Original Contributions
WOULD EARLIER MICROBE IDENTIFICATION ALTER ANTIBIOTIC THERAPY IN BACTEREMIC EMERGENCY DEPARTMENT PATIENTS? Lisa R. Stoneking, MD, Asad E. Patanwala, PHARMD, BCPS, John P. Winkler, MD, Albert B. Fiorello, MD, Elizabeth S. Lee, MS III, Daniel P. Olson, MPH, and Donna M. Wolk, PHD(ABMM) Department of Emergency Medicine, University of Arizona, Tucson, Arizona Reprint Address: Lisa R. Stoneking, MD, Department of Emergency Medicine, University of Arizona, 1609 N. Warren Ave., Room 118, PO Box 245057, Tucson, AZ 85724
, Keywords—sepsis; antimicrobial therapy; blood cultures; intensive care unit; microbiology
, Abstract—Background: Although debate exists about the treatment of sepsis, few disagree about the benefits of early, appropriately targeted antibiotic administration. Study Objectives: To determine the appropriateness of empiric antimicrobial therapy and the extent to which therapy would be altered if the causative organism for sepsis was known at the time of administration. Methods: This was a retrospective cohort study, conducted in an academic Emergency Department (ED), on consecutive positive blood cultures between November 1, 2008 and February 1, 2009. Blood cultures and the appropriateness of administered antimicrobial therapy were evaluated. Therapy choices were categorized based on whether or not a physician, complying with antimicrobial guidelines, would have made changes to empiric antibiotic therapy had the causative organism initially been known. Results: There were 90 positive blood cultures obtained from 84 patients. Of these, 21.1% (n = 19) were considered contaminants.

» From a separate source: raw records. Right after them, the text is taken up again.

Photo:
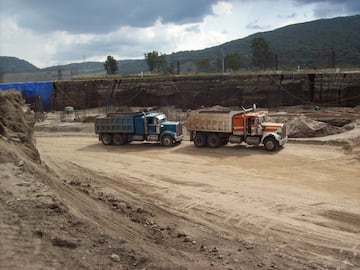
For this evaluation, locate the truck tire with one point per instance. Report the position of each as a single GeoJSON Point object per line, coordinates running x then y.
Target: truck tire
{"type": "Point", "coordinates": [214, 140]}
{"type": "Point", "coordinates": [167, 140]}
{"type": "Point", "coordinates": [106, 139]}
{"type": "Point", "coordinates": [271, 144]}
{"type": "Point", "coordinates": [119, 139]}
{"type": "Point", "coordinates": [200, 140]}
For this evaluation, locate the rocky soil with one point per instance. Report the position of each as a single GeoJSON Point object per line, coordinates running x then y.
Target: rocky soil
{"type": "Point", "coordinates": [68, 202]}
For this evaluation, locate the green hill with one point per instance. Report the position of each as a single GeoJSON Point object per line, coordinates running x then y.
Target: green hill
{"type": "Point", "coordinates": [318, 44]}
{"type": "Point", "coordinates": [15, 65]}
{"type": "Point", "coordinates": [309, 45]}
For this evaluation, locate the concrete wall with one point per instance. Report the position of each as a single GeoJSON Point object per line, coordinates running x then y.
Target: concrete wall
{"type": "Point", "coordinates": [41, 76]}
{"type": "Point", "coordinates": [266, 90]}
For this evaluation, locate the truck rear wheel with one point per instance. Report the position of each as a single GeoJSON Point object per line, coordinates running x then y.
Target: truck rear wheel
{"type": "Point", "coordinates": [106, 139]}
{"type": "Point", "coordinates": [200, 140]}
{"type": "Point", "coordinates": [213, 140]}
{"type": "Point", "coordinates": [271, 144]}
{"type": "Point", "coordinates": [119, 139]}
{"type": "Point", "coordinates": [167, 140]}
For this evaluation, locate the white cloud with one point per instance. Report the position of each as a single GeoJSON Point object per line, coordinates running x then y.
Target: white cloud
{"type": "Point", "coordinates": [213, 23]}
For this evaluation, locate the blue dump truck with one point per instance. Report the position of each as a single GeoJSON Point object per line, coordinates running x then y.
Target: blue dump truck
{"type": "Point", "coordinates": [145, 126]}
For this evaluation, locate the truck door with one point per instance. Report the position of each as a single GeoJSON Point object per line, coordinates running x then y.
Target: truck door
{"type": "Point", "coordinates": [153, 125]}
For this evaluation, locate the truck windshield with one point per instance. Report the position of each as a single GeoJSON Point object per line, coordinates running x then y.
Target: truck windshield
{"type": "Point", "coordinates": [161, 118]}
{"type": "Point", "coordinates": [261, 119]}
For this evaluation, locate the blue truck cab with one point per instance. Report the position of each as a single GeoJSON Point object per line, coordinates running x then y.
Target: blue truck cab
{"type": "Point", "coordinates": [122, 128]}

The final categorization of empiric antibiotics given in the ED for the remaining blood culture results were: 1) therapy would be changed to narrower-spectrum antibiotics (n = 34, 55.7%); 2) therapy would be changed because the organism was not covered (n = 13, 21.3%); and 3) therapy would remain the same (n = 14, 23.0%). There was 90.2% inter-rater agreement for these classifications (p < 0.0001), with a kappa of 0.84. Polymerase chain reaction analysis had a statistically significant advantage (p < 0.0001) over Infectious Disease Society of America protocols in facilitating accurate antimicrobial therapies. Conclusion: This study confirms the need for more rapid and accurate laboratory methods for bloodstream pathogen identification. Ó 2013 Elsevier Inc.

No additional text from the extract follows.